Denn gerade dazu dient doch die Benennung von Referenzkunden. Es
soll gerade die Möglichkeit eröffnet werden, sich über
die Zufriedenheit der Referenzkunden informieren zu können.
Dass der Antragsgegner dabei seine Meinung über die Antragstellerin äussert,
muss sie – mit Ausnahme der Schmähkritik – hinnehmen,
wenn sie Referenzkunden benennt.
Der Betreff der Email ist nicht als Unterstellung bzw. Tatsachenäusserung
anzusehen, sondern muss im Zusammenhang mit dem Text der gesamten
Email gesehen werden. Daher gibt der Betreff nur den wesentlichen
Punkt der Email wieder. Dieser ist die Frage, ob seitens der Referenkunden
ein "Missbrauch Ihres Firmennamens" vorliegt. Eine Tatsachenbehauptung
liegt darin nicht.
Auch Äusserungen in der Email an CORE und die Äusserungen
im Internetforum sind nach obigen Grundsätzen nicht als Tatsachenbehauptungen,
sondern lediglich Werturteile anzusehen.
Als Meinungsäusserung steht der Vorwurf des
Antragsgegners unter dem Schutz des Artikels 5 GG. Für
Meinungsäusserungen gilt die Freiheit der Rede und
der Kritik als oberstes Prinzip (Erman/Ehrmann, BGB, 7.

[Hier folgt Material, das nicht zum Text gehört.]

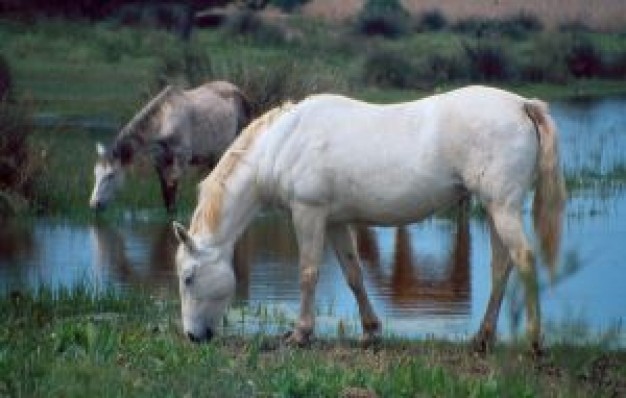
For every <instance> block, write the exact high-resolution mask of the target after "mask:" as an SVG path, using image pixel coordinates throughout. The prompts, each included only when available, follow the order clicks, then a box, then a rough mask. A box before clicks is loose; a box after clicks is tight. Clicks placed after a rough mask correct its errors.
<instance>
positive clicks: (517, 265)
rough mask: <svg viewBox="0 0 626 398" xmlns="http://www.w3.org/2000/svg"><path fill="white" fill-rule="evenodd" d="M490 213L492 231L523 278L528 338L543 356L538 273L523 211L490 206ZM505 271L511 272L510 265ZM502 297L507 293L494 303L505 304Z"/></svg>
mask: <svg viewBox="0 0 626 398" xmlns="http://www.w3.org/2000/svg"><path fill="white" fill-rule="evenodd" d="M488 212H489V215H490V217H491V219H492V229H493V230H495V233H496V234H497V237H498V238H499V239H500V240H501V242H502V244H503V247H504V248H506V250H507V251H508V256H509V258H510V259H511V261H512V262H513V264H514V265H515V266H516V267H517V268H518V270H519V273H520V276H521V278H522V282H523V284H524V290H525V295H526V297H525V303H526V330H527V335H528V338H529V339H530V343H531V347H532V350H533V353H534V354H540V341H539V339H540V334H541V320H540V309H539V289H538V282H537V274H536V270H535V256H534V253H533V251H532V249H531V247H530V245H529V244H528V240H527V239H526V235H525V234H524V228H523V224H522V218H521V214H520V210H519V208H518V209H517V210H515V209H511V207H509V206H490V208H489V209H488ZM498 250H499V249H498ZM499 255H502V254H499ZM505 267H506V268H508V265H506V266H505ZM506 268H504V272H503V273H502V274H501V278H500V279H501V280H502V282H501V283H500V284H501V285H502V286H500V288H501V289H502V290H504V287H505V286H504V284H505V282H506V279H507V276H508V270H507V269H506ZM500 284H499V285H500ZM502 294H503V291H502V292H499V291H498V292H496V295H495V297H494V301H496V300H497V301H501V298H499V296H500V295H502ZM492 295H493V293H492ZM490 301H491V300H490ZM496 304H497V305H496ZM493 306H494V307H496V308H498V309H499V303H495V302H494V304H493ZM488 311H489V308H488ZM496 315H497V314H496ZM487 316H489V312H488V313H487V314H486V317H487ZM496 322H497V316H494V317H493V321H492V324H494V325H495V323H496Z"/></svg>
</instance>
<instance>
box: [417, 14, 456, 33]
mask: <svg viewBox="0 0 626 398" xmlns="http://www.w3.org/2000/svg"><path fill="white" fill-rule="evenodd" d="M447 26H448V20H447V19H446V16H445V15H444V14H443V13H442V12H441V11H440V10H438V9H435V10H430V11H426V12H424V13H423V14H422V15H421V16H420V18H419V20H418V23H417V29H418V30H420V31H437V30H442V29H445V28H446V27H447Z"/></svg>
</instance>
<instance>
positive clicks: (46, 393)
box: [0, 288, 626, 397]
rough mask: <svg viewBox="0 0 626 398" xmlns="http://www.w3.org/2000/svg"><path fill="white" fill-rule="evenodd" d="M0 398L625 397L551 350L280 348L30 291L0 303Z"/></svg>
mask: <svg viewBox="0 0 626 398" xmlns="http://www.w3.org/2000/svg"><path fill="white" fill-rule="evenodd" d="M0 309H1V310H2V314H3V317H2V318H0V323H1V327H0V347H1V348H0V395H3V396H5V395H8V396H38V397H46V396H65V397H71V396H87V395H89V394H93V395H95V396H99V397H107V396H120V395H122V396H220V397H236V396H241V397H244V396H245V397H255V396H258V397H269V396H276V397H293V396H298V397H308V396H315V397H319V396H324V397H339V396H346V397H376V396H378V397H403V396H407V397H409V396H410V397H413V396H441V397H468V396H472V397H502V396H512V397H534V396H538V397H541V396H551V397H585V396H590V394H591V395H593V396H597V397H603V396H607V397H609V396H620V395H622V394H624V393H626V384H625V382H624V380H626V353H624V352H623V351H619V352H613V351H609V352H607V351H606V350H605V349H603V347H593V346H587V347H572V346H566V345H559V346H553V347H551V348H550V349H549V351H548V354H547V355H546V357H545V358H543V359H541V360H540V361H538V362H535V361H533V360H531V359H530V358H529V357H528V356H527V355H526V354H525V353H524V351H523V350H522V349H520V348H518V347H515V346H499V347H498V348H497V350H496V352H495V353H494V354H492V355H489V356H487V357H478V356H475V355H474V354H472V353H470V352H469V351H468V350H467V347H466V345H465V344H459V343H446V342H436V341H417V342H407V341H400V340H385V341H384V342H382V344H381V345H379V346H378V347H376V348H370V349H363V348H360V347H358V345H356V344H355V343H353V342H351V341H324V340H320V341H317V342H315V343H313V346H312V347H311V348H310V349H293V348H287V347H284V346H283V345H282V344H281V343H280V341H279V339H278V338H277V337H269V336H250V337H241V336H220V337H218V338H217V339H216V341H214V342H212V343H210V344H207V345H202V346H195V345H192V344H191V343H189V342H187V341H186V340H185V339H184V338H183V336H182V335H181V333H180V332H179V326H178V325H177V322H178V311H177V308H176V306H175V304H174V303H172V302H170V301H168V300H167V299H162V298H156V297H150V296H148V295H144V294H141V293H119V292H118V293H115V292H101V293H100V295H98V296H96V295H95V294H93V293H92V292H90V291H89V290H87V289H84V288H76V289H74V290H72V291H57V292H56V293H52V292H50V291H49V290H45V289H44V290H41V291H40V292H39V293H37V294H28V293H18V292H12V293H9V294H6V295H3V296H2V297H0Z"/></svg>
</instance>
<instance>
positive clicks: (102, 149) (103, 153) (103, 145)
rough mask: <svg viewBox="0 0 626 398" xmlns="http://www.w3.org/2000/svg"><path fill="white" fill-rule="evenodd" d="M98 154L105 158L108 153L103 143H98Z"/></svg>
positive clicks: (97, 143) (97, 151) (100, 156)
mask: <svg viewBox="0 0 626 398" xmlns="http://www.w3.org/2000/svg"><path fill="white" fill-rule="evenodd" d="M96 152H97V153H98V156H100V157H104V156H105V155H106V153H107V149H106V147H105V146H104V145H103V144H102V143H101V142H96Z"/></svg>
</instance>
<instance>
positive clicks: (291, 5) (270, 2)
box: [270, 0, 309, 12]
mask: <svg viewBox="0 0 626 398" xmlns="http://www.w3.org/2000/svg"><path fill="white" fill-rule="evenodd" d="M308 2H309V0H270V4H272V5H274V6H276V7H278V8H280V9H281V10H283V11H286V12H292V11H293V10H295V9H296V8H298V7H300V6H302V5H304V4H306V3H308Z"/></svg>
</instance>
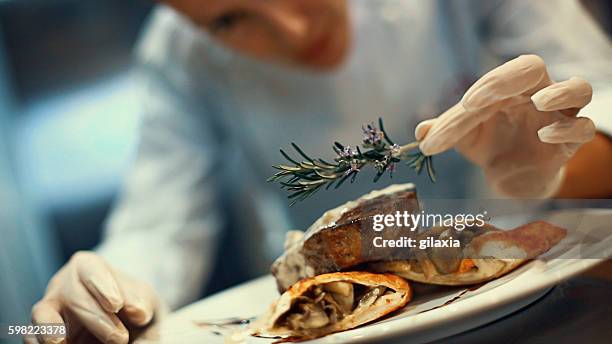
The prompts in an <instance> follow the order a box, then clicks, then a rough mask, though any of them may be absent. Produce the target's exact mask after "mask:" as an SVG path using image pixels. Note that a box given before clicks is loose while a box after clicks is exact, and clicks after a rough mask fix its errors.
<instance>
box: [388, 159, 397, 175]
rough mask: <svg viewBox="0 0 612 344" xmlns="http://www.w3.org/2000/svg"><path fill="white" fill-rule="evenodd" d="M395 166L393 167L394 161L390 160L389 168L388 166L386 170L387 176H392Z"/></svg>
mask: <svg viewBox="0 0 612 344" xmlns="http://www.w3.org/2000/svg"><path fill="white" fill-rule="evenodd" d="M395 168H396V167H395V163H394V162H392V163H390V164H389V168H388V170H389V176H391V177H393V172H395Z"/></svg>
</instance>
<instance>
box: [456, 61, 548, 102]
mask: <svg viewBox="0 0 612 344" xmlns="http://www.w3.org/2000/svg"><path fill="white" fill-rule="evenodd" d="M550 83H551V81H550V77H549V76H548V72H547V71H546V64H545V63H544V60H542V58H541V57H539V56H537V55H522V56H519V57H517V58H516V59H514V60H511V61H509V62H506V63H504V64H503V65H501V66H499V67H497V68H495V69H493V70H492V71H490V72H489V73H487V74H485V75H484V76H483V77H482V78H480V79H479V80H478V81H476V83H474V85H472V87H470V89H469V90H468V91H467V92H466V93H465V95H464V96H463V99H462V103H463V106H464V107H465V109H466V110H468V111H476V110H480V109H483V108H486V107H489V106H491V105H493V104H495V103H497V102H499V101H502V100H505V99H508V98H511V97H515V96H518V95H520V94H523V93H526V92H531V91H532V90H533V91H534V92H535V91H536V89H537V88H538V87H543V86H547V85H549V84H550Z"/></svg>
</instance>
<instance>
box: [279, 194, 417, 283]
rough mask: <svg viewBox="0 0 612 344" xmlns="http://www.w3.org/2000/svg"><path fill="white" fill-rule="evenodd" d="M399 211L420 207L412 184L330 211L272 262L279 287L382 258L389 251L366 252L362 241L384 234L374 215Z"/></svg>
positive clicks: (388, 230)
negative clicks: (301, 280) (373, 229)
mask: <svg viewBox="0 0 612 344" xmlns="http://www.w3.org/2000/svg"><path fill="white" fill-rule="evenodd" d="M396 211H408V212H418V211H419V204H418V201H417V199H416V190H415V188H414V185H413V184H402V185H392V186H390V187H387V188H385V189H383V190H378V191H373V192H371V193H369V194H367V195H365V196H363V197H361V198H360V199H358V200H356V201H351V202H348V203H346V204H343V205H341V206H339V207H337V208H335V209H332V210H330V211H327V212H326V213H325V214H323V216H321V217H320V218H319V219H318V220H317V221H316V222H315V223H314V224H313V225H312V226H311V227H310V228H309V229H308V231H307V232H306V233H305V234H304V236H303V237H302V238H301V239H300V240H299V241H297V242H296V243H294V244H293V245H291V246H290V247H288V248H287V250H286V251H285V253H284V254H283V255H282V256H281V257H279V258H278V259H277V260H276V261H275V262H274V264H273V265H272V269H271V271H272V274H273V275H274V277H276V281H277V285H278V289H279V291H280V292H282V291H284V290H286V289H287V288H288V287H289V286H290V285H292V284H294V283H295V282H297V281H298V280H300V279H302V278H305V277H311V276H315V275H319V274H324V273H329V272H337V271H341V270H347V269H350V268H352V267H354V266H356V265H359V264H362V263H366V262H369V261H375V260H379V259H382V258H383V257H377V256H376V255H377V254H378V255H382V254H383V253H384V254H387V253H388V252H382V251H381V250H378V251H377V250H370V251H371V252H370V251H368V252H363V251H362V245H361V244H362V242H371V239H372V237H373V236H375V235H381V234H377V233H376V232H374V231H372V224H373V221H374V220H373V217H374V215H377V214H391V213H395V212H396ZM401 234H402V231H399V230H397V231H396V230H388V231H385V232H384V233H382V235H383V236H385V239H394V238H395V237H394V236H398V237H399V236H400V235H401Z"/></svg>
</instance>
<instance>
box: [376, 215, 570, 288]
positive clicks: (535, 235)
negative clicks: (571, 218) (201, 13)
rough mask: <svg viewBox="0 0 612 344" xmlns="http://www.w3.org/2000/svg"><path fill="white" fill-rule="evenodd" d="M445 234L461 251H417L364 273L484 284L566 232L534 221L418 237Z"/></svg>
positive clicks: (381, 265) (565, 231)
mask: <svg viewBox="0 0 612 344" xmlns="http://www.w3.org/2000/svg"><path fill="white" fill-rule="evenodd" d="M447 231H453V233H454V234H453V235H454V237H456V238H458V239H459V240H460V241H461V247H460V248H452V247H442V248H435V247H434V248H428V249H426V250H418V251H416V252H417V254H416V258H415V259H404V260H396V261H380V262H374V263H369V264H368V266H367V267H366V270H368V271H372V272H389V273H393V274H397V275H398V276H402V277H404V278H406V279H409V280H412V281H417V282H423V283H430V284H442V285H467V284H475V283H481V282H486V281H489V280H492V279H494V278H497V277H500V276H502V275H505V274H507V273H508V272H510V271H512V270H514V269H515V268H517V267H518V266H519V265H521V264H522V263H524V262H525V261H527V260H529V259H534V258H536V257H537V256H539V255H540V254H542V253H545V252H546V251H548V250H550V249H551V248H552V247H553V246H555V245H556V244H557V243H559V241H561V240H562V239H563V238H564V237H565V235H566V232H567V231H566V230H565V229H563V228H560V227H557V226H554V225H552V224H550V223H547V222H543V221H536V222H532V223H528V224H526V225H523V226H520V227H517V228H514V229H512V230H507V231H506V230H500V229H498V228H495V227H494V226H492V225H486V226H484V227H482V228H467V229H464V230H463V231H461V232H457V231H455V230H454V229H452V228H448V229H445V228H435V229H432V230H431V231H426V232H425V233H423V234H422V235H421V237H420V238H422V237H423V236H432V237H434V238H442V237H443V236H444V235H445V234H444V233H446V232H447Z"/></svg>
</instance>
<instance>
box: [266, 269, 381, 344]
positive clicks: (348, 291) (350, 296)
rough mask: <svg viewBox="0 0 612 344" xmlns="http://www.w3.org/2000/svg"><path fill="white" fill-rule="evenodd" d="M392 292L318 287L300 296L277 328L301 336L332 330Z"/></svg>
mask: <svg viewBox="0 0 612 344" xmlns="http://www.w3.org/2000/svg"><path fill="white" fill-rule="evenodd" d="M392 292H393V291H392V290H391V289H388V288H386V287H382V286H380V287H370V286H364V285H361V284H357V283H355V284H354V283H350V282H341V281H340V282H330V283H326V284H322V285H317V286H314V287H312V288H311V289H310V290H308V291H307V292H306V293H304V294H303V295H301V296H299V297H298V298H297V299H296V300H295V301H294V303H293V305H292V306H291V309H290V310H289V311H288V312H287V313H285V314H284V315H283V316H282V317H280V318H279V320H278V321H277V322H276V325H277V326H282V327H286V328H288V329H290V330H292V331H294V332H298V333H300V332H304V331H308V330H314V329H320V328H325V327H329V326H333V325H335V324H337V323H338V322H340V321H341V320H342V319H345V318H346V317H348V316H349V315H351V314H358V313H361V312H362V311H363V310H364V309H366V308H368V307H370V306H371V305H373V304H374V303H375V302H376V300H378V299H379V298H380V297H382V296H384V295H388V294H390V293H392Z"/></svg>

A., Anhang zu § 12 RN. 144). Sie ist grundsätzlich
weit zu verstehen und unterliegt einer Gesamtabwägung
zwischen der Schwere des Eingriffs und der Grenze der Zumutbarkeit
(Erman/Ehrmann, BGB, 7. A., Anhang zu § 12
RN. 158 f.). Für sie gilt der Schutz des Grundgesetzes,
ohne dass es darauf ankommt, ob die Äusserung begründet
oder grundlos, emotional oder rational ist, als wertvoll
oder wertlos, gefährlich oder harmlos eingeschätzt
wird; sie darf scharf oder verletzend formuliert sein (BVerfGE
90, 241 = NJW 94, 1779); sie darf bis zur Grenze der Schmähkritik
gehen.
Die Grenze der Schmähkritik wird hier nicht
erreicht. Eine überzogene und selbst eine ausfällige
Kritik macht für sich genommen die betreffende Äusserung
noch nicht zur Schmähung. Sie nimmt diesen Charakter
erst dann an, wenn in ihr nicht mehr die Auseinandersetzung
in der Sache, sondern die Diffamierung der Person im Vordergrund
steht; sie muss jenseits auch polemischer und überspitzter
Kritik in der Herabsetzung der Person bestehen (BVerfG
NJW 91, 1475, 1477; MDR 91, 125 = JZ 90, 1072 = AfP 90,
192). Wenn sie einen genügenden Sachbezug
aufweist, ist eine herabsetzende
Äusserung nicht als Schmähkritik einzustufen (BVerfG,
aaO; OLG Köln, AfP 83, 404). Ein Sachbezug hinsichtlich
der beanstandeten Äusserungen liegt vor. Das ergibt sich
aus dem gleichzeitig mitgeteilten Hintergrund. Es geht also um
eine sachliche und nicht um eine persönliche Basis. Es liegt
daher durch die an die Referenzkunden gesandten Emails keine
Rechtsgutverletzung vor. Gleiches gilt für die Äusserungen
im Internetforum.
Dass es sich bei den Äusserungen des Antragsgegners um Wettbewerbsbehandlungen
i.S.d. § 2 Abs. 1 Nr. 1 UWG handeln soll, ist weder
dargetan noch sonst ersichtlich.
Die Kostenentscheiung beruht auf § 91 ZPO.